Kanseri atlatan Soybaş, hikâyesini paylaşmaya başlaması ile birlikte ülkenin farklı yerlerinden kendisine hastaların ulaştığını ifade ederek, "Biz kocaman bir aile olduk. Benim bu hikâyemi yazmaya karar vermem ve gazetede röportajlar yapıp kendi hikâyemi yapmakla beraber Türkiye'nin birçok yerinden insana ulaştırıyordu. 'Biliyor musun ben de şu an böyle bir süreçte içindeyim, biliyor musun bende böyle bir şey yaşıyorum' diye o dayanışma bana çok iyi geldi. Benim burada olmamın sebebi o dayanışmaydı. Şunu söylemek istiyorum, dünyada her 8 kadından biri meme kanseridir.

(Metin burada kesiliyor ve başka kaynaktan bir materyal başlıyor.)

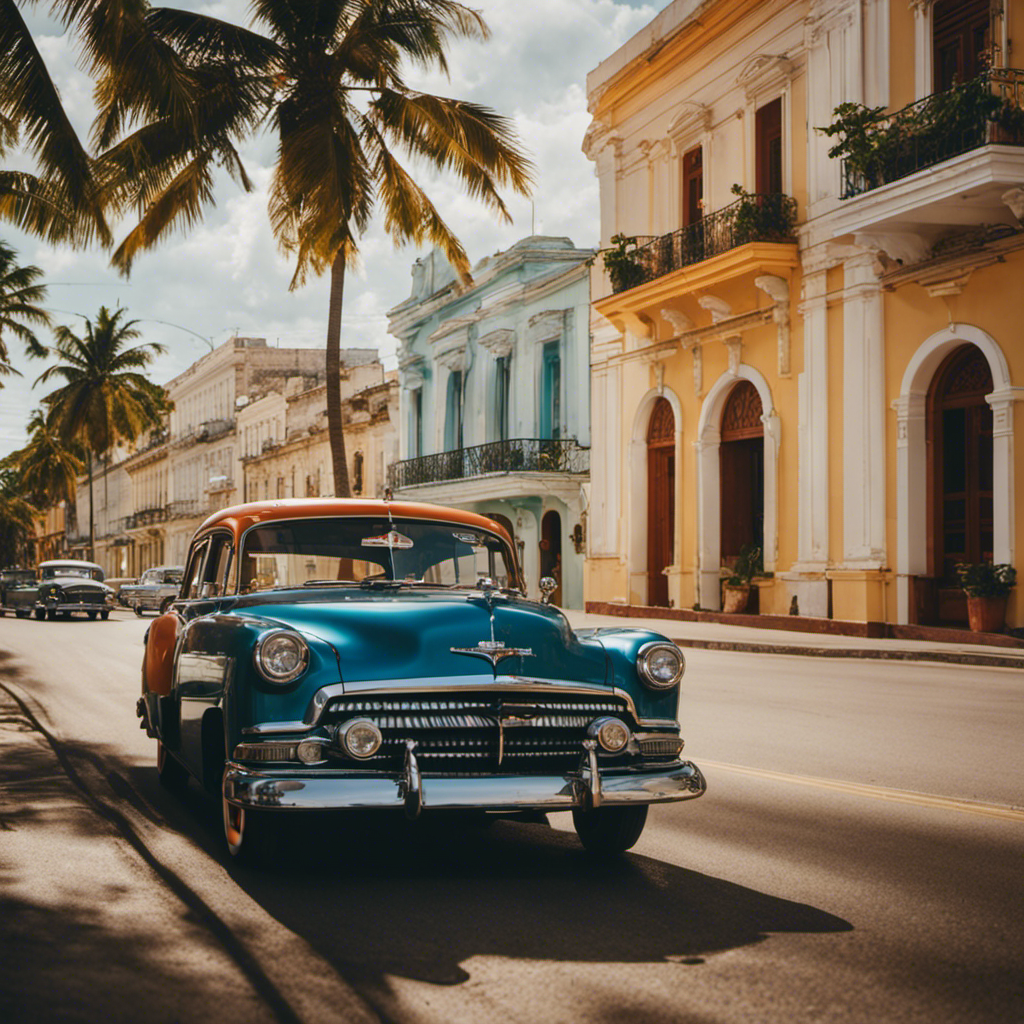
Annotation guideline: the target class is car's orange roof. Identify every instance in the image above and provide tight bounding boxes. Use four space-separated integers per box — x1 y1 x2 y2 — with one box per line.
197 498 514 550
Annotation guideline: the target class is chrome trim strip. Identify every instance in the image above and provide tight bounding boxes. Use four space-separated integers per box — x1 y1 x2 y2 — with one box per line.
224 761 707 811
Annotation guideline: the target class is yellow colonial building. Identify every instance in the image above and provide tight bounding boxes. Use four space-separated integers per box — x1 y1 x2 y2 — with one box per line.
584 0 1024 626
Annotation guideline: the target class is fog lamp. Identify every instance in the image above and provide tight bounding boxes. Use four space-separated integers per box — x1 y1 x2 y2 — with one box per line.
587 718 630 754
338 718 384 759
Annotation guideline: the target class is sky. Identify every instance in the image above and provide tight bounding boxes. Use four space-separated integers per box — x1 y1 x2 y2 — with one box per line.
0 0 668 457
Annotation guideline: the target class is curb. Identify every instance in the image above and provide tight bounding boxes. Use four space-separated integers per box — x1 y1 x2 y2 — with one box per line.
672 637 1024 670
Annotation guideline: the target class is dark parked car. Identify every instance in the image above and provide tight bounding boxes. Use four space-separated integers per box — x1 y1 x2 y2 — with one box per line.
119 565 184 615
0 569 36 618
138 499 705 859
5 558 114 621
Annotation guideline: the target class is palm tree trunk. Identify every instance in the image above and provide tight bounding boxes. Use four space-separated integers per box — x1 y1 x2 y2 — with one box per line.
89 452 96 562
327 248 352 498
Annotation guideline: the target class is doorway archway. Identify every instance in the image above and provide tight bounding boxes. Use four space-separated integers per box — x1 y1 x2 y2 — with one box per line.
647 397 676 608
541 510 562 605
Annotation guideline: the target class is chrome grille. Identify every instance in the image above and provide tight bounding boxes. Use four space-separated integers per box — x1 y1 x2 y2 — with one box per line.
324 690 633 774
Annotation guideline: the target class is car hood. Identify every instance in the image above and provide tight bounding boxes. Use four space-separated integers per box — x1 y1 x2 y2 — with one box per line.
225 591 608 685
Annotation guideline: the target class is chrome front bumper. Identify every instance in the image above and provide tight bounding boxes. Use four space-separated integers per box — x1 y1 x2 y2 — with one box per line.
223 751 707 818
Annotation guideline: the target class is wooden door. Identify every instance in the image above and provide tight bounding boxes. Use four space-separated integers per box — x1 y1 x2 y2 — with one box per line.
929 345 993 623
647 398 676 608
719 381 765 565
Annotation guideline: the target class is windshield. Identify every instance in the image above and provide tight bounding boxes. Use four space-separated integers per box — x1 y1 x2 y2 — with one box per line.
240 517 517 593
43 565 96 580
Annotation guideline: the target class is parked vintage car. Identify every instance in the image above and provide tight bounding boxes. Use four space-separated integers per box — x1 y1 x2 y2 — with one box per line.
0 568 36 618
137 499 705 859
5 558 114 621
120 565 184 615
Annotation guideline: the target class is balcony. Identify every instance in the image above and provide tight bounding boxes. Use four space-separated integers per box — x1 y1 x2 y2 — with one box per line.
388 437 590 490
124 505 168 529
824 68 1024 247
605 186 797 295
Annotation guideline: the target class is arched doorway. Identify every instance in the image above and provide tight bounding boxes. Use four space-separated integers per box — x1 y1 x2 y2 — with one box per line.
647 398 676 608
719 380 765 565
928 345 993 624
541 511 562 605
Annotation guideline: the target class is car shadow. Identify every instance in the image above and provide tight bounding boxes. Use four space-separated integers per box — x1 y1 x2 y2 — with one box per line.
132 769 853 988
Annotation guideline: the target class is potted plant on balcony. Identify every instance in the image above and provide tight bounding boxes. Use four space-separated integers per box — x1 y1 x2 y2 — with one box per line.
722 544 764 614
956 562 1017 633
601 234 643 292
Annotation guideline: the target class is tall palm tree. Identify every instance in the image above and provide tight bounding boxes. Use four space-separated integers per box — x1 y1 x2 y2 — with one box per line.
36 306 170 558
0 0 112 245
94 0 531 496
0 242 50 387
0 469 38 565
0 409 87 508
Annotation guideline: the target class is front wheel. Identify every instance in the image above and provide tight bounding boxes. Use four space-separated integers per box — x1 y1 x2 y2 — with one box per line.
157 740 188 793
220 793 279 867
572 804 647 855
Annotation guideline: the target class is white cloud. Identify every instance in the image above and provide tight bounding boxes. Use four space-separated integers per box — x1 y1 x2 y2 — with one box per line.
0 0 667 455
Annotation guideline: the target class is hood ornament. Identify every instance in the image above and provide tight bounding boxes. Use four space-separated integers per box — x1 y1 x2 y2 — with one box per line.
452 640 534 669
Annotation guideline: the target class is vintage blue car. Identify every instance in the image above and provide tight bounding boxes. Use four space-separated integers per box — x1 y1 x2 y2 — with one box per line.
138 499 705 860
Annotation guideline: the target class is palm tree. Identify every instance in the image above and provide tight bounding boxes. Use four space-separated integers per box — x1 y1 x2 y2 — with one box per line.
0 0 112 245
0 409 87 508
0 242 50 387
36 306 170 558
94 0 531 496
0 469 38 565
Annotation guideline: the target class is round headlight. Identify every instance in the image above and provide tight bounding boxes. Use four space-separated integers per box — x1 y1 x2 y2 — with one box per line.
637 642 686 690
254 630 309 683
587 718 630 754
338 718 384 758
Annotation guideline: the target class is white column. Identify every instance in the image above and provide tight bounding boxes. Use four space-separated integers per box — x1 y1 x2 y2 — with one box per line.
893 391 928 624
794 270 828 572
843 253 886 568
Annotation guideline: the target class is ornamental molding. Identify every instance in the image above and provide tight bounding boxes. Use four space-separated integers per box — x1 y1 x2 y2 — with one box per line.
668 100 711 152
479 328 515 359
736 53 796 102
526 309 568 344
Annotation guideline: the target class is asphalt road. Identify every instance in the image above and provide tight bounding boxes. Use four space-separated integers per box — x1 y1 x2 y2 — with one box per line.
0 612 1024 1024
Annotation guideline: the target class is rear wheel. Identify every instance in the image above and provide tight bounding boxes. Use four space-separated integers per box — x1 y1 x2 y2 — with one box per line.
157 740 188 792
220 793 279 867
572 804 647 856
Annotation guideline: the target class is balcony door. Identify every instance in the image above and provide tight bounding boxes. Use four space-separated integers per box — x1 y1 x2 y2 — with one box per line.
932 0 991 92
647 398 676 608
929 345 993 623
719 381 765 565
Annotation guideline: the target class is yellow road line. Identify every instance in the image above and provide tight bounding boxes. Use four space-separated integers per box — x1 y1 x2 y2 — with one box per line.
700 758 1024 821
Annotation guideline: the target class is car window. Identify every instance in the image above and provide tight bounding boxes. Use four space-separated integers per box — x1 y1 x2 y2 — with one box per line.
202 534 233 597
239 516 516 592
180 540 210 599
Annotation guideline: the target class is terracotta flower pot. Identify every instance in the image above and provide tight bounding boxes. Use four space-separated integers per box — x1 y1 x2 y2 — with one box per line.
967 596 1007 633
722 584 751 614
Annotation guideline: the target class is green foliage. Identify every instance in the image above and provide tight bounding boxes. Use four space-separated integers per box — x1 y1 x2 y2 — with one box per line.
815 74 1024 194
956 562 1017 597
722 544 764 587
601 234 643 292
723 184 797 246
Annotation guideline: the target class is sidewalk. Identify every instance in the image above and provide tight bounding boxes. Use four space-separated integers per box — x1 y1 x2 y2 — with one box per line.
562 608 1024 670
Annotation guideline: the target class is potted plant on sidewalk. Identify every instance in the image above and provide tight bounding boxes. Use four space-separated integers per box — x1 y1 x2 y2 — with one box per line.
722 544 763 614
956 562 1017 633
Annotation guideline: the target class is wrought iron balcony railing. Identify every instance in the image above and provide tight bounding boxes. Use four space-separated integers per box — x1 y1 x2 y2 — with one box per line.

Erken tanıyla önlenebilir bir kanser türü, tek yapmanız gereken aynanın karşısına geçeceksiniz ve kendinize dokunacaksınız. Acaba yanlış bir şey var mı? Hani bir elinizde bir kitle geliyor mu? Hemen doktora gideceksiniz ihmal etmeyeceksiniz. Mümkünse 6 ayda bir, 40 yaşın üzerinde ise mutlaka düzenli kontrollerinizi yaptıracaksınız. İşte en başından o kitleler büyümeden yakalarsak, hiç kemoterapiye bile gerek kalmıyor. Bugün o kadar ilerledi ki tıp, hemen küçük bir ameliyatla belki biraz ışın tedavisiyle radyoloji ile geçip gidiyor. O yüzden erkenden yakalamak çok önemli, işte bu kötü süreçte yaşayıp atlatmış survivorlar olarak bugün buradayız. İnşallah daha birçok insanı kansere yakalanmadan farkındalığını arttırarak kurtarma peşindeyiz" şeklinde konuştu.